Benchmarking Generative Large Language Models for de novo Antibody Design and Agentic Evaluation

Despite major advances in computational antibody engineering, no systematic comparison of modern open-source LLM backbone families for antibody sequence generation exists, nor is it known whether architectural differences matter at compact model scales. In this study, five compact transformer variants inspired by prominent open-source LLM families (Llama-4, Gemma-3, DeepSeek-V3, Mistral 7B, and NVIDIA Nemotron-3) were customized and trained from scratch for de novo VH single-domain antibody (sdAb) design. All five models were pretrained from scratch on 15 million sequences from the Observed Antibody Space (OAS) database.
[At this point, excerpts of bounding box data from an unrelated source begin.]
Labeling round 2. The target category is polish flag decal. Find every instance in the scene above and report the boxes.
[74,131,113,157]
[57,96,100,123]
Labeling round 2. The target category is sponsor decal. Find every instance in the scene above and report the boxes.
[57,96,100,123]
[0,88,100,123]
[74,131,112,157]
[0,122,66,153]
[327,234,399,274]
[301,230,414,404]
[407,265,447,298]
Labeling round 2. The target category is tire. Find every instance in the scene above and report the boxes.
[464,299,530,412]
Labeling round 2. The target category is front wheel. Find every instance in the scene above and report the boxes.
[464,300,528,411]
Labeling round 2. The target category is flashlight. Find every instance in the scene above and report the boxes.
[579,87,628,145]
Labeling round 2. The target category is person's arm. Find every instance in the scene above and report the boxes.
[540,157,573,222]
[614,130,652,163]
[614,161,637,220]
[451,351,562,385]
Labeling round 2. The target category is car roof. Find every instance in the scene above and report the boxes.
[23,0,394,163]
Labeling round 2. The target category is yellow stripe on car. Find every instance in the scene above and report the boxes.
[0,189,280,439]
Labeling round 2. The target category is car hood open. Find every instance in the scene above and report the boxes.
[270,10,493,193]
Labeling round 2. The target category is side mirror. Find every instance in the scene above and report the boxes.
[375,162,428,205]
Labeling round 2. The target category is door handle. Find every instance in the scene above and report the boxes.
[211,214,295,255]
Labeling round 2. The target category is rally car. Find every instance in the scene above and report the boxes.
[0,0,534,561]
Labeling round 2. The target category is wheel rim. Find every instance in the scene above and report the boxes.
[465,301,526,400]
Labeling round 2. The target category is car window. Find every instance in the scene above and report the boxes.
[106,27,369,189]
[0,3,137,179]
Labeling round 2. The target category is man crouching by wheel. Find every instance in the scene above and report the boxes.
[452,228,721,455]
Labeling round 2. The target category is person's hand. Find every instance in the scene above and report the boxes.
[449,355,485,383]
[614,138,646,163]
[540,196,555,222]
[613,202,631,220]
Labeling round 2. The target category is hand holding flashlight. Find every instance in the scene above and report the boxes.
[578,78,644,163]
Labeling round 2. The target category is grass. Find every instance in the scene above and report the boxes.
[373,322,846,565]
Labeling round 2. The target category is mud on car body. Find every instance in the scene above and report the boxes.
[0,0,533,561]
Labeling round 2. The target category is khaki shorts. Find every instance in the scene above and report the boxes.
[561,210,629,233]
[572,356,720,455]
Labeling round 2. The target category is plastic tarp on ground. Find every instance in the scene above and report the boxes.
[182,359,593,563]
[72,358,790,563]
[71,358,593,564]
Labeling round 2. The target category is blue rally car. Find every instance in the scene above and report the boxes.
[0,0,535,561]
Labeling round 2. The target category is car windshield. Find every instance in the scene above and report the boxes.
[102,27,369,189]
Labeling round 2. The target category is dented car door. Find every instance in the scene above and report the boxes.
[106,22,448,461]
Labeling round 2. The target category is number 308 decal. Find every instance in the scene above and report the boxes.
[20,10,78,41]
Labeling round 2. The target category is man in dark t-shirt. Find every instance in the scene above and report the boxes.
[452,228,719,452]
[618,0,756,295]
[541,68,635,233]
Pretraining yielded uniformly high generative fidelity across architectures: sequence diversity 0.507-0.516 (CV=0.8%), uniqueness approaching 1.0, and novelty 0.925-0.977 (CV=2.2%). The models were subsequently fine-tuned on disease-stratified repertoires spanning SARS-CoV-2 (n=4,688), HIV (n=430), HER2 (n=22,778), and Ebola virus (n=2,868). Structural assessment of top-ranked candidates of those case studies via AlphaFold-2, Boltz-2, RoseTTAFold-2, and ESMFold produced mean pLDDT scores of 92.88{+/-}1.54 to 93.77{+/-}2.16, with no statistically significant inter-model differences (Kruskal-Wallis H=2.06, p>0.05; N=100), indicating no statistically detectable difference was observed across architectures at this compressed scale in a single-seed experiment, suggesting that generative capacity at this parameter regime is primarily determined by training data and model scale rather than family-specific design elements at this scale. Computational docking yielded predicted binding free energies of -36.34 to -65.60 kcal/mol; independent biological rigor validation through IMGT-defined CDR-H3 extraction, BLASTp novelty assessment, and NetMHCIIpan 4.3 MHC-II immunogenicity profiling collectively confirmed antigen-binding loop novelty (CDR-H3 identity 0-29% to closest database hits), germline-consistent humanness (77-90% VH germline content), and immunogenically silent antigen-binding surfaces with no strong MHC-II binders detected across CDR regions in any candidate. We further introduce a proof-of-concept agentic evaluation pipeline leveraging the Model Context Protocol (MCP) with Claude Sonnet 4.6, enabling automated structural profiling and candidate prioritization across disease targets.